Stranger than fiction
Others interpret Yukio Mishima’s ritual suicide not as the culminating battle in a war with his personal demons, but a response to the larger social, political, and religious developments that plagued Japan during his lifetime. Mishima romanticized his upbringing in the prewar era and his nostalgia resembled that of other people raised in totalitarian states. In a book review published in The New Yorker, Ligaya Mishan described him as raging “against the Emperor’s renunciation of divinity and the embrace of materialism by a once noble society dedicated to traditions of austere beauty.”
Although masculinity and self-assertion played important roles in Mishima’s fiction, the author’s obsession with prewar Japan did not stem from a desire to resume its imperialist conquest. Rather, Mishima yearned for this period because it marked the last time in modern Japanese history that people had been connected through a shared set of values and beliefs. An outcast from birth, Mishima desired unity above all else. This concept became personified by the emperor, whom he called “the symbolic moral source of loyalty and culture.”
If Mishima’s fiction represents one piece of this puzzle, the time in which he lived constitutes another. Life in Japan during the late 1960s was both similar and dissimilar to life in America.

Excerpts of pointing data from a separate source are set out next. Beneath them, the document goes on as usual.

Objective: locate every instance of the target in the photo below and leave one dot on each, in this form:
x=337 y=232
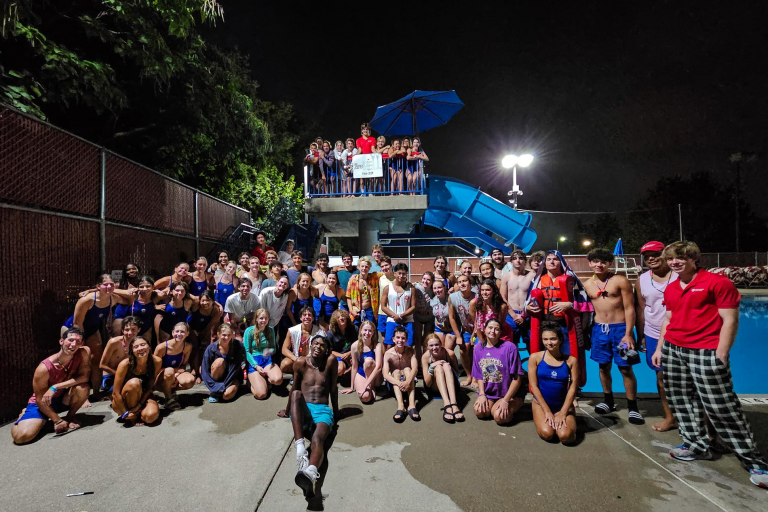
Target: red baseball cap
x=652 y=246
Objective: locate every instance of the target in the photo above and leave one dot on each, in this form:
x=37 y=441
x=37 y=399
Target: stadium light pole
x=511 y=162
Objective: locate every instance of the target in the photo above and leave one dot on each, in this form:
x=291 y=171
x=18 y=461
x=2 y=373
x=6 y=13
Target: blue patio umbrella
x=417 y=112
x=619 y=249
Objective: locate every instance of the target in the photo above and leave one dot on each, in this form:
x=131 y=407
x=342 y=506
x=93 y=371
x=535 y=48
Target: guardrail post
x=197 y=225
x=103 y=211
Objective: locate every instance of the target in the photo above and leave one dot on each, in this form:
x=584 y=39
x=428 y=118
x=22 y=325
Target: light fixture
x=509 y=161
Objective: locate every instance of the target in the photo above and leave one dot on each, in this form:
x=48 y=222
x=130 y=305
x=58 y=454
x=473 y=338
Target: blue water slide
x=458 y=206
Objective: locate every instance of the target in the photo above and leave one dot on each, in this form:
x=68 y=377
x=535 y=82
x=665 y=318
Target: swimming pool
x=747 y=352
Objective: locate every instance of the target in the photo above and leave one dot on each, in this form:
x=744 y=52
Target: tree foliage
x=138 y=77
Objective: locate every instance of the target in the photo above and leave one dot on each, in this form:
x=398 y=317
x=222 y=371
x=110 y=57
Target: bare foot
x=665 y=425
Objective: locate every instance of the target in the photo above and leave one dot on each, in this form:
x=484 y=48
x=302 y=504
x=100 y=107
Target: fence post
x=197 y=226
x=103 y=211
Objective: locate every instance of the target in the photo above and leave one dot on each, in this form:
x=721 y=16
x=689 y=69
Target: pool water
x=747 y=355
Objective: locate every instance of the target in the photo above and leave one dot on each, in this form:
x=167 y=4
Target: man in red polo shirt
x=365 y=143
x=698 y=332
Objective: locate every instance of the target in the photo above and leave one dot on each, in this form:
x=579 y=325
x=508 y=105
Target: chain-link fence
x=69 y=210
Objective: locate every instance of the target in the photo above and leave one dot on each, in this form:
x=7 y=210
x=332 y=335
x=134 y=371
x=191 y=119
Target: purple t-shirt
x=496 y=366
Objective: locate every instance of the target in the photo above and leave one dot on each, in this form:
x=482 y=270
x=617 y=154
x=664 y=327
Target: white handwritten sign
x=367 y=166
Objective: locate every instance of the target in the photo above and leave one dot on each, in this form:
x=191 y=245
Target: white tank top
x=398 y=302
x=653 y=293
x=295 y=332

Young people were taking to the streets en masse, with their pro-war demonstrations frequently made the evening news. The cause of their anger was the Japanese Constitution of 1947, which removed emperor Hirohito from power, dismantled the country’s military, and handed over stewardship to the US.
When Japan surrendered to Allied forces at the tail end of World War II, they agreed to give up the right to declare transnational conflicts. Placed in a similar position as Germany following the end of the World War I, Japan’s university students demanded autonomy, including the right to involve themselves in the then-ongoing Vietnam War. They also craved national pride, which had evaporated when Mishima made his final stand; the blank stares he received from the military that day may well have served as the impetus for his suicide.
The final act
In the final decade of his life, Mishima’s obsession with his own image acquired a more noticeable political undertone. He began bronzing his skin and took up bodybuilding to compensate for his short stature, which had been a source of anxiety since puberty. The anti-communist militia organization that accompanied him during his final mission to the army base, known as the Tatenokai or “Shield Society,” started out as a workout club for right-leaning college students.
During this time, Mishima developed serious doubts about his writing career. His books, rather than allowing the author to influence the hearts and minds of his readers, instead enabled him to find refuge in his daydreams. “In the average person,” he wrote, “the body precedes language. In my case, words came first of all; then – belatedly – came the flesh.”
Put differently, Mishima felt that writing had alienated him from the physical world. Only by uniting the author’s pen with the blade of the samurai of old could he become the “man of action” he’d always wished to be.
Yukio Mishima’s suicide was not taken out of desperation when his plans went awry. Some believe it was planned from the beginning, a reliable backup plan that allowed him to leave a lasting impact in case his plan for revolution failed to come to fruition. In a way, Mishima’s attempt to revive the past succeeded. After all, no Japanese celebrity or statesman had died by seppuku since the war.